Clough-Hanson Gallery at Rhodes College announces its first show of the fall season: Nikki S. Lee: “Projects“
The show will run from September 6th through October 16th, 2002. Due to the artist’s very crowded exhibition schedule, the mid-show reception for the artist is scheduled for Friday, October 4th from 5-7 p.m. The artist will also present a lecture on her work on Thursday, October 3rd at 7 p.m. in Hardie Auditorium on the Rhodes College campus.
In her projects, Lee immerses herself into a select sub-culture: skateboarders, yuppies, punks, lesbians, swing dancers, strippers, etc. In the early stages of the project Lee identifies herself as an artist and explains the nature of her project. Despite her work’s potential anthropological trappings, the photographs hold an air of familiarity and comfort only possible through complete assimilation. Her projects last a period of weeks or months. During that time the artist lives among her subjects. She moves beyond imitation, becoming one of her subject group. She blends in like Woody Allen’s human chameleon, Leonard Zelig, in his 1983 faux documentary “Zelig.“ She gains weight, changes her hair color, and the darkness of her skin. All this is done in an effort to “pass.” The photographs are usually taken by members of the group or by strangers. The earmarks of amateur photography, red-eye and the date in the lower right-hand corner, do little to diminish the power of the images. Rather, they augment and validate the imposter’s authenticity.

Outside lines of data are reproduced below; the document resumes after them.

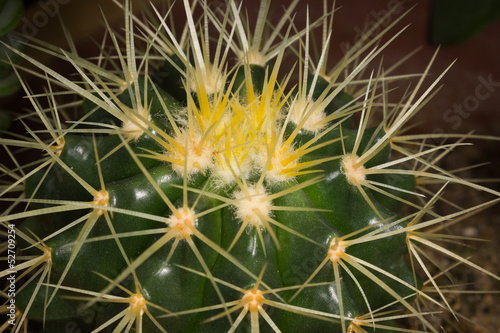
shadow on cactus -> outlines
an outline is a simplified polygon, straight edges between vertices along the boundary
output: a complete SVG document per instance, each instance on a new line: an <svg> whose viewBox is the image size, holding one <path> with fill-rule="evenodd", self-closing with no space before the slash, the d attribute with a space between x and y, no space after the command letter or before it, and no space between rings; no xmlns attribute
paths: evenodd
<svg viewBox="0 0 500 333"><path fill-rule="evenodd" d="M16 277L7 329L438 332L432 317L454 310L428 250L499 279L443 246L463 240L447 224L496 199L446 216L432 207L450 183L500 193L435 165L463 143L429 139L463 136L405 134L444 73L426 86L432 60L420 75L380 69L398 21L328 65L331 34L317 55L311 38L333 9L310 21L297 3L268 29L267 1L249 23L236 2L184 0L181 33L168 11L152 7L146 22L118 4L124 30L108 26L95 61L29 40L71 63L70 77L12 50L47 88L22 83L27 135L0 139L15 164L0 187L7 260L17 250L0 273ZM389 102L406 79L416 84ZM80 117L66 118L75 104ZM26 149L36 159L23 164ZM408 319L420 327L402 328Z"/></svg>

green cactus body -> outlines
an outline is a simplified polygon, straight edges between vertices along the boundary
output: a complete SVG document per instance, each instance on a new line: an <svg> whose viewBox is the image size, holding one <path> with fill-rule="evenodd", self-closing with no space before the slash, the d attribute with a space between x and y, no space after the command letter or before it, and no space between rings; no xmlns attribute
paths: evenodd
<svg viewBox="0 0 500 333"><path fill-rule="evenodd" d="M17 255L31 258L18 267L32 268L16 306L45 332L68 322L89 332L386 332L398 311L435 331L411 303L427 297L406 258L421 215L401 215L404 204L427 209L411 201L423 173L392 149L415 108L396 105L395 120L368 128L378 81L353 96L321 63L287 89L278 73L295 37L268 53L231 44L236 67L226 54L212 64L184 5L189 41L169 41L151 75L130 47L114 85L81 71L88 91L49 72L84 97L82 117L36 140L47 158L23 178L28 208L0 219L16 221ZM128 2L125 12L130 46ZM249 39L237 14L231 3L234 29L206 17L220 31L217 53L234 30Z"/></svg>

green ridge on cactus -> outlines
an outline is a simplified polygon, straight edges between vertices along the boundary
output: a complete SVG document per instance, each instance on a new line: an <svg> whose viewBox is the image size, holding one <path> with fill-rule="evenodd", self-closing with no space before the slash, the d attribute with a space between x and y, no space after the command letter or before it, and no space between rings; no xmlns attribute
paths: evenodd
<svg viewBox="0 0 500 333"><path fill-rule="evenodd" d="M22 184L13 208L26 203L0 216L19 239L23 319L43 332L72 322L89 332L353 333L398 331L398 319L414 318L437 332L414 303L432 300L415 249L427 239L419 223L448 217L430 209L439 193L417 200L419 180L498 193L426 171L426 158L453 144L405 154L399 132L431 89L384 105L384 120L370 125L390 77L370 77L361 95L350 86L384 47L327 72L309 35L333 11L298 30L288 22L294 2L277 24L286 33L264 39L266 1L254 30L236 3L220 21L200 2L219 32L214 55L208 29L182 3L182 40L154 9L158 27L141 25L155 32L143 58L126 1L126 48L107 59L115 71L67 57L82 85L12 50L82 97L81 118L65 126L34 103L47 131L27 127L26 146L44 157L4 187ZM297 85L281 73L289 50L300 54ZM167 59L148 68L150 52Z"/></svg>

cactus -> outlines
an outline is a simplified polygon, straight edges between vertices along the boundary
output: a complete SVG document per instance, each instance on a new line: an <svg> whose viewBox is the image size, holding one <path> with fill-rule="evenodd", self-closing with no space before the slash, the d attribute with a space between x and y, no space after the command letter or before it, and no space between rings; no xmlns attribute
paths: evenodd
<svg viewBox="0 0 500 333"><path fill-rule="evenodd" d="M123 38L108 27L114 53L97 62L29 41L79 78L12 49L48 87L46 107L22 82L39 122L25 121L26 138L0 139L39 156L7 170L0 188L11 202L4 248L17 249L0 274L16 277L5 303L14 300L13 331L406 332L400 321L412 319L438 332L424 305L453 310L426 248L500 279L437 242L453 239L445 222L494 200L432 209L448 183L500 193L434 164L461 143L425 140L453 136L404 135L444 73L424 88L429 65L392 104L397 77L361 79L397 21L328 69L330 35L317 59L310 39L333 10L305 14L300 30L293 2L264 38L267 1L253 29L236 2L220 14L195 1L199 22L182 3L179 37L168 15L153 7L144 23L126 1ZM59 104L59 94L79 99ZM64 118L75 105L78 117ZM429 195L428 181L442 187Z"/></svg>

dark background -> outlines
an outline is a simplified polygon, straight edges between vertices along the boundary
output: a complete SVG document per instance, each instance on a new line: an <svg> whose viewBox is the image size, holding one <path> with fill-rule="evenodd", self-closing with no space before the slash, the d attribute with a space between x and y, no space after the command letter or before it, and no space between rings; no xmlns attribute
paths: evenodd
<svg viewBox="0 0 500 333"><path fill-rule="evenodd" d="M118 9L110 0L105 1L80 1L80 0L59 0L59 1L30 1L27 5L26 16L18 26L18 30L32 33L34 37L41 40L55 43L65 47L64 36L60 30L60 25L55 13L60 13L64 18L64 23L73 36L76 45L82 56L92 56L97 54L95 44L91 38L100 40L102 32L102 16L100 8L106 13L106 18L111 25L122 24L122 11ZM158 3L159 1L153 1ZM272 8L276 13L280 13L280 7L286 6L290 1L273 1ZM135 8L138 8L137 1L134 1ZM212 5L218 5L223 1L209 1ZM258 6L253 1L245 1L248 5L249 16L255 14ZM394 1L387 0L338 0L338 7L335 13L332 47L330 49L330 64L334 64L343 55L341 45L352 43L359 37L367 25L373 24L383 15ZM55 4L55 5L54 5ZM298 14L295 22L298 26L305 25L306 8L309 6L311 18L317 18L322 13L322 1L310 0L299 3ZM398 73L421 73L427 66L432 55L438 48L430 40L432 28L432 1L406 1L402 5L404 11L414 8L398 23L392 30L393 33L411 24L408 29L383 52L383 63L386 66L397 62L409 52L417 47L422 49L410 61L404 63ZM179 6L181 7L181 6ZM41 12L42 11L42 12ZM48 20L43 23L46 13ZM52 13L54 16L52 16ZM184 22L182 8L179 13L180 25ZM388 23L395 20L398 15L389 17ZM30 23L40 20L39 26L30 26ZM461 22L458 20L458 22ZM460 26L460 24L459 24ZM389 34L391 35L391 33ZM500 136L500 21L496 20L485 25L480 31L475 32L469 38L452 45L442 46L436 57L435 63L430 71L427 83L431 83L450 63L457 59L456 63L442 79L443 87L439 94L425 106L416 117L415 121L419 125L413 129L416 133L468 133L474 131L475 134ZM344 43L344 44L343 44ZM53 63L53 59L42 54L36 55L43 63L50 66L60 66ZM378 63L374 63L376 69ZM71 72L67 65L59 67L61 71ZM483 79L493 81L491 91L486 96L485 88L480 88ZM406 87L406 83L403 85ZM479 89L479 90L478 90ZM478 97L478 91L481 93ZM397 94L397 93L396 93ZM485 97L486 96L486 97ZM474 103L473 103L474 102ZM477 103L475 103L477 102ZM22 94L15 94L0 101L3 108L14 112L24 112ZM24 103L24 104L23 104ZM473 104L471 104L473 103ZM462 106L462 113L454 112ZM466 110L465 107L470 110ZM473 106L473 107L472 107ZM488 183L488 186L500 190L498 179L500 178L500 149L498 141L493 140L468 140L474 145L471 147L459 148L443 161L445 169L453 170L467 165L475 165L483 162L491 162L489 165L461 173L464 178L488 178L496 179L496 182ZM491 199L491 196L469 191L463 188L451 188L447 191L447 196L458 205L470 207L480 201ZM440 205L436 207L441 213L449 212L449 207ZM467 242L470 248L452 248L461 251L465 256L472 256L472 260L481 266L499 273L500 246L497 240L500 235L500 214L498 207L493 207L486 213L481 213L473 219L469 219L459 226L455 226L452 232L459 235L468 235L488 240L488 243ZM446 264L446 261L443 261ZM472 269L462 267L453 271L457 281L469 283L475 281L470 287L460 289L474 290L500 290L498 281L491 278L484 278L482 274ZM500 332L500 297L498 294L489 293L486 295L465 294L461 296L449 295L453 308L471 321L483 325L491 332ZM448 318L453 322L453 318ZM447 324L443 325L447 332L485 332L475 325ZM409 324L410 325L410 324Z"/></svg>

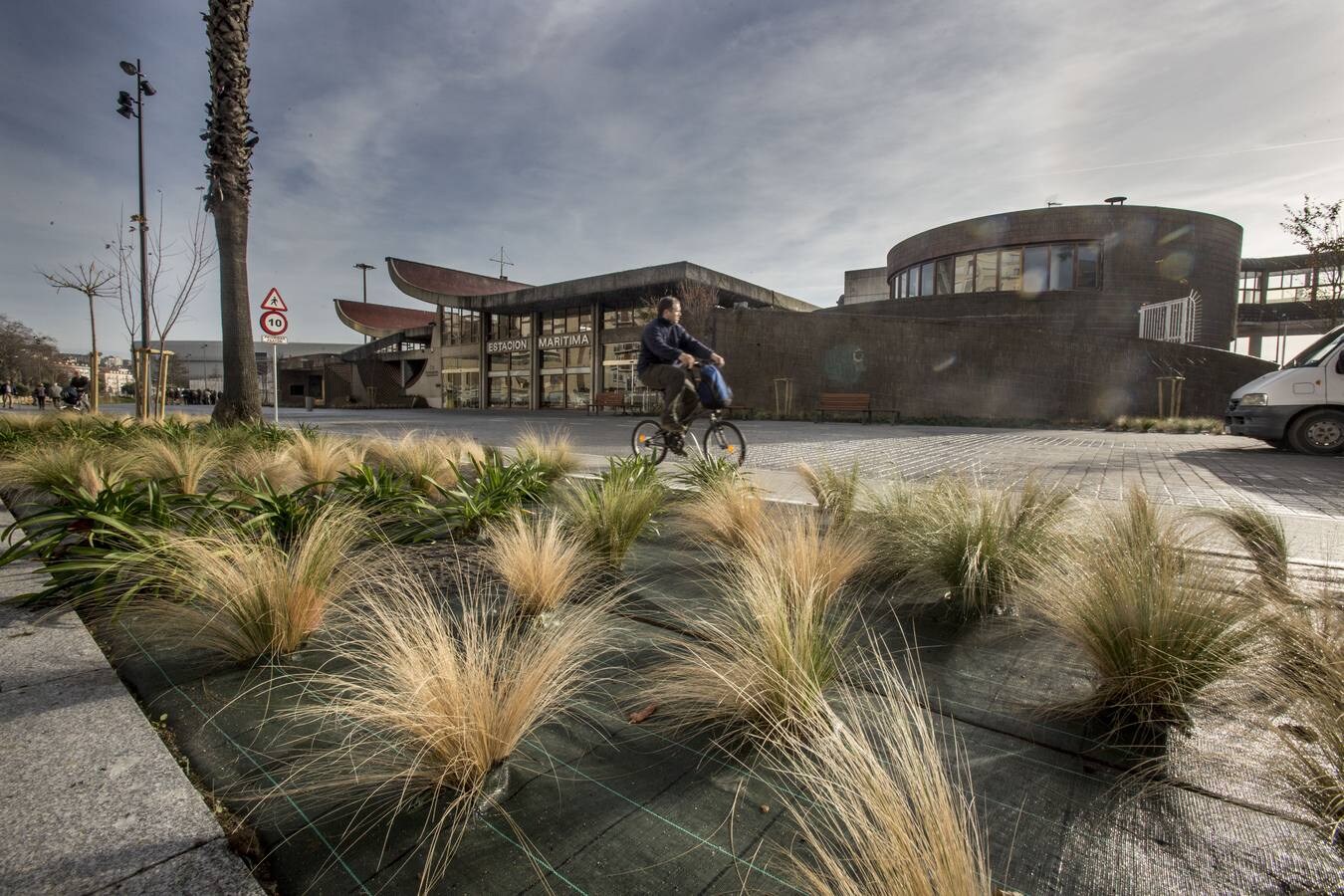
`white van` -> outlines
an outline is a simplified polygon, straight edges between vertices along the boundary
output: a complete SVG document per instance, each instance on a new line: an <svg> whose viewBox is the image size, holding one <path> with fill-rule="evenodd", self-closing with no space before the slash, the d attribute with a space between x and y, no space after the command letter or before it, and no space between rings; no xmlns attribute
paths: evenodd
<svg viewBox="0 0 1344 896"><path fill-rule="evenodd" d="M1344 453L1344 326L1232 392L1227 431L1305 454Z"/></svg>

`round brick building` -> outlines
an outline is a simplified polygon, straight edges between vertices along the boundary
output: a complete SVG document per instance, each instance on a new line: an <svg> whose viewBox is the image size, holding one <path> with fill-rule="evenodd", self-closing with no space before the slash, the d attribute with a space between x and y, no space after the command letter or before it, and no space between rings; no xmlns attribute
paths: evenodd
<svg viewBox="0 0 1344 896"><path fill-rule="evenodd" d="M1058 206L986 215L892 246L891 301L864 310L1138 336L1141 306L1193 290L1200 296L1193 343L1226 349L1236 324L1241 251L1239 224L1181 208Z"/></svg>

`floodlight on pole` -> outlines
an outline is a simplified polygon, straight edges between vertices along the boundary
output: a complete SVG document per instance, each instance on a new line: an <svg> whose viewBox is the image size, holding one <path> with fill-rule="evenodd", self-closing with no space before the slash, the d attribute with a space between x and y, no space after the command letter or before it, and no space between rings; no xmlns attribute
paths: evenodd
<svg viewBox="0 0 1344 896"><path fill-rule="evenodd" d="M140 163L140 214L136 224L140 228L140 359L141 369L137 371L136 412L141 418L149 416L149 253L146 239L149 234L149 219L145 216L145 97L153 97L153 86L145 81L140 69L140 59L132 64L121 60L121 70L136 79L136 99L132 105L130 91L122 90L117 94L117 114L122 118L136 120L136 154ZM142 372L142 373L141 373Z"/></svg>

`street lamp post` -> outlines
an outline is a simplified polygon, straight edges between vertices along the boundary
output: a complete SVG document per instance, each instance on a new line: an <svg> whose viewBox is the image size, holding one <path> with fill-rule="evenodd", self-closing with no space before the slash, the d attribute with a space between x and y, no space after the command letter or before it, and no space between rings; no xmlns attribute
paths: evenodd
<svg viewBox="0 0 1344 896"><path fill-rule="evenodd" d="M359 273L364 275L364 304L368 305L368 271L374 270L374 266L360 262L355 265L355 267L358 267ZM364 343L368 343L368 333L364 333Z"/></svg>
<svg viewBox="0 0 1344 896"><path fill-rule="evenodd" d="M140 368L136 379L140 380L136 388L136 414L140 418L149 416L149 250L145 239L149 232L149 220L145 218L145 97L153 97L153 86L145 81L140 70L140 59L134 64L122 60L121 70L136 79L136 99L132 106L130 93L122 90L117 94L117 114L122 118L136 120L136 154L140 161L140 215L136 220L140 224Z"/></svg>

While completely transformed by clothes, make-up, and posture, Lee’s identity as a Korean-born woman artist is the reoccurring, grounding presence. Her projects are multi-layered, begging a conversation on what it means to “pass” as a member of a sub-culture. The “Young Japanese Project,” “Yuppie Project,” “Hispanic Project,” “Ohio Project” and “Hip Hop Project” bring into question socioeconomic as well as racial identifiers. She destabilizes established barriers between subject and observer. The projects shed new light on issues of personal identity and how identity is created and reinforced. Lee’s projects further twist role-playing ideas raised by photographers Cindy Sherman, Tseng Kwong Chi, and Moriko Mori.
Nikki S. Lee was born in 1970 in Korea. After immigrating to the United States in 1994 the artist chose her new American moniker (inspired in part by supermodel Niki Taylor). Her work has been shown all over the world including the Museo de Bellas Artes de Bilbao in Spain, the Hirshhorn in Washington D.C., the Des Moines Art Center, the Institute for Contemporary Art in Boston, as well as the Museum of Contemporary Photography in Chicago. Her work has been featured in Artforum, Aperture, Art in America, Flash Art, Art Journal, and the New York Times.
A multi-fold brochure will be produced for the show. It will feature an essay by the University of Memphis contemporary art historian Bill Anthes.